L'Ambassade du Cannabis : micro à l'Afrique du Sud

Fabrizio Dentini
17 Sep 2025

En 2025, nous sommes entrés dans le centenaire de la naissance de l’interdiction mondiale du cannabis. Pour sensibiliser notre communauté aux conséquences de cet anniversaire désastreux pour les habitants de la terre, dans la première édition de l'année, nous avons commencé à raconter le travail de l'Ambassade du Cannabis pour restaurer cette plante au sein des sociétés contemporaines.


Aujourd’hui, nous vous apportons les propos de Myrtile Clark, activiste d’Afrique du Sud, membre de l’Ambassade du Cannabis et fondatrice de l'Association “Field of Green for ALL” avec le but de contribuer à un monde où les lois et les réglementations sont fondées sur des preuves et où les droits de l'homme sont au cœur de la politique sur le cannabis.

Bonjour chère Myrtile, comment vous êtes devenue militante pour la liberté du cannabis ?

Tout a commencé en 2010, lorsque mon partenaire et moi avons été perquisitionnés par la police. Ils ont trouvé chez nous 1,8 kilo de cannabis. Nous avons été accusés de possession et de trafic et nous avons été arrêtés. Comme le cannabis dans notre pays s'appelle DAGGA, les médias nationaux ont commencé à nous appeller la couple DAGGA.

Comment avez-vous réagi à cette intrusion ?

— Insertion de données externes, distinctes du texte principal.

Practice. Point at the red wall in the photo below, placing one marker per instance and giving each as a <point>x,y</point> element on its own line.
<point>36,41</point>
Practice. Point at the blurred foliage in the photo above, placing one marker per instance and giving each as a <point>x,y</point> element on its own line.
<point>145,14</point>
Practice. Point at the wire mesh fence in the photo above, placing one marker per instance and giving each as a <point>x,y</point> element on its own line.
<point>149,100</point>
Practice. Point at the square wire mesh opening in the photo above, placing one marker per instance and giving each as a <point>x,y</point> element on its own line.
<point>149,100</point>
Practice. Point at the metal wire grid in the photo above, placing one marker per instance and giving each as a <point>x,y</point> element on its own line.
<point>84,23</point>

Nous avions le choix entre trois chemins. Accepter de salir notre casier judiciaire, avec les conséquences que l'on peut craindre au niveau professionnel et surtout en risquant une peine de prison de 7 à 10 ans. Nous pourrions soudoyer la police, ce qui est très courant dans ce pays et, certainement, l’option la moins chère. Finalement, profitant de notre situation économique stable, grâce à nos deux emplois, nous avons pu choisir de combattre la loi.

Comment avez-vous réussi à renverser la perspective et à passer de votre procès à celui contre le gouvernement ?

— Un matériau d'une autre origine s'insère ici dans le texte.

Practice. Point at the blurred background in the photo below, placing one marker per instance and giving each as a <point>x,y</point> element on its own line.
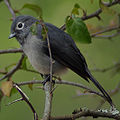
<point>101,53</point>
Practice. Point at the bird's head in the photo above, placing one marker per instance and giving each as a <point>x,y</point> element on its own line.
<point>20,27</point>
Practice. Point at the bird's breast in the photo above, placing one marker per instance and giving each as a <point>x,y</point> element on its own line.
<point>38,59</point>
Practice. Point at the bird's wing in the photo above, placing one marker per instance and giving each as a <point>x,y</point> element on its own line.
<point>64,50</point>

Depuis 1994, l’Afrique du Sud est une démocratie constitutionnelle et nous avons une « Constitution de classe mondiale » : une Charte des droits fondamentaux très solide née après l’apartheid. Grâce à cela, nous avons pu dénoncer le gouvernement pour avoir mis en œuvre des lois illégales selon la Constitution.  Notre procès a été suspendu par la Cour constitutionnelle et nous avons donc décidé d’attaquer le gouvernement devant la Cour suprême. Nous avons suivi une demande de la Cour appelée « suspendre une poursuite pénale » : cette demande suspend les accusations en cours jusqu’à ce que la dimension constitutionnelle soulevée soit résolue et, éventuellement, la Cour oblige le Gouvernement à modifier la loi conformément à la Charte constitutionnelle. En juin 2011, nous avons vu nos charges suspendues et cela nous a permis, en 2018, après avoir fait appel, de former un groupe d'avocats agressifs et de lancer une campagne de financement participatif, pour poursuivre le Gouvernement.

De 2011 à 2018, comment avez-vous travaillé votre défense ?

Au fil des années, nous avons aidé des milliers de concitoyens accusés d’infractions liées au cannabis à suivre notre même chemin. Car si la loi est la même pour tous, si mon mari et moi avons réussi à faire suspendre nos charges, le chemin aurait pu être suivi aussi par d'autres personnes avec les mêmes charges et une situation financière adéquate. Actuellement, outre mon cas, il y a au moins une centaine d'autres cas similaires et eux aussi ont obtenu la suspension des poursuites. À ce jour, mon dossier est suspendu et, depuis 2010, je suis en liberté sous caution.

Pouvez-vous nous expliquer comment et quand avez-vous rejoint l’ambassade du cannabis ?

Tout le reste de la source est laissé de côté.